A Better 3D Camera with Clear, Graphene Light Detectors
March 11, 2016 | University of MichiganEstimated reading time: 2 minutes

A camera that can record 3D images and video is under development at the University of Michigan, with $1.2 million in funding from the W.M. Keck Foundation.
While other 3D cameras are currently on the market, the new design should be smaller and able to achieve higher resolutions.
3D cameras are useful for a variety of applications including 3D movie filming and, eventually, virtual reality. While 3D films are currently made using multiple cameras to reconstruct each frame, this new type of camera could record in 3D on its own. Images and video recorded by 3D cameras might one day be projected as holograms—although projection is a different challenge entirely.
In photography, 3D images enable users to decide the depth of focus after taking the photograph. Attached to microscopes, a 3D camera can image cells and tissues for more accurate analysis of biopsies and medical cultures, as well as for fundamental research. 3D video recording could give robots depth perception and eventually lead to a bionic eye.
"When the light hits the detector inside a camera, it can come from different directions, and this spatial information can be used to reconstruct 3D images," said Zhaohui Zhong, an associate professor of electrical engineering and computer science.
"Normally, that information is lost because the detector only measures intensity," he added, which is why 3D images made with traditional recording methods must be constructed from multiple shots.
One-shot 3D cameras available now rely on a micro-lens array to divert the light after it has been focused by the main lens. This array of smaller lenses essentially tears up the picture to recover the directional information from the rays of light, and then the camera's software reconstructs the image along with the depth information.
The design—to be developed by Zhong and colleagues Theodore Norris and Jeffrey Fessler, both professors of electrical engineering and computer science—does away with the micro-lens array. Instead, their camera will record the light as it passes through a series of transparent light detectors.
"The microlens approach involves an inherent trade-off between resolution and the ability to refocus or resolve depth," Norris said. "Our stack approach enables more information to be acquired without losing image resolution."

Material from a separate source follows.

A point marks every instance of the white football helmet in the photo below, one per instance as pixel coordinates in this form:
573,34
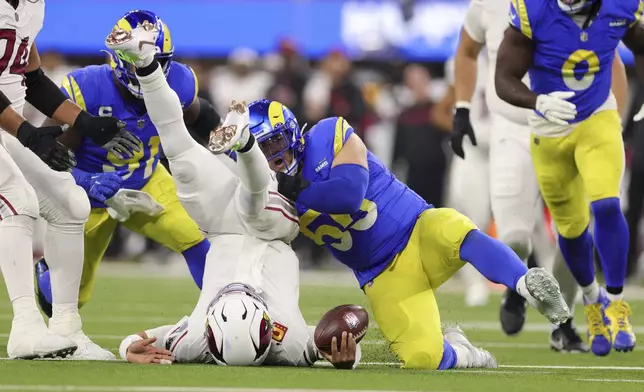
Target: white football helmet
239,330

This method works because objects at different distances from the lens will come into focus at different points inside the camera, the researchers say. Objects will appear brightest where they are most in focus. Using this principle, it is much easier for the computer to reconstruct the images. The faster processing makes it possible to produce high speed and high-resolution video.
The concept is simple, but the challenge is making those transparent light detectors, they say. Typically, the detector needs to absorb as much light as possible to give the most detailed image. However, a material called graphene, which is a single layer of carbon atoms, can be fashioned into a highly sensitive light detector that allows much of the light to pass through.
"Ordinarily, you want the light detector to absorb as much light as possible for high sensitivity, to produce a clearer picture," Zhong said. "Graphene detectors can offer very high sensitivity, so you don't really sacrifice the clarity by making them transparent."
The team is considering an SLR-sized camera to begin with, but Norris thinks it may be possible to squeeze 3D-camera capability into a smartphone.
Norris is also a professor of applied physics. Fessler is also a professor of applied physics, biomedical engineering and radiology.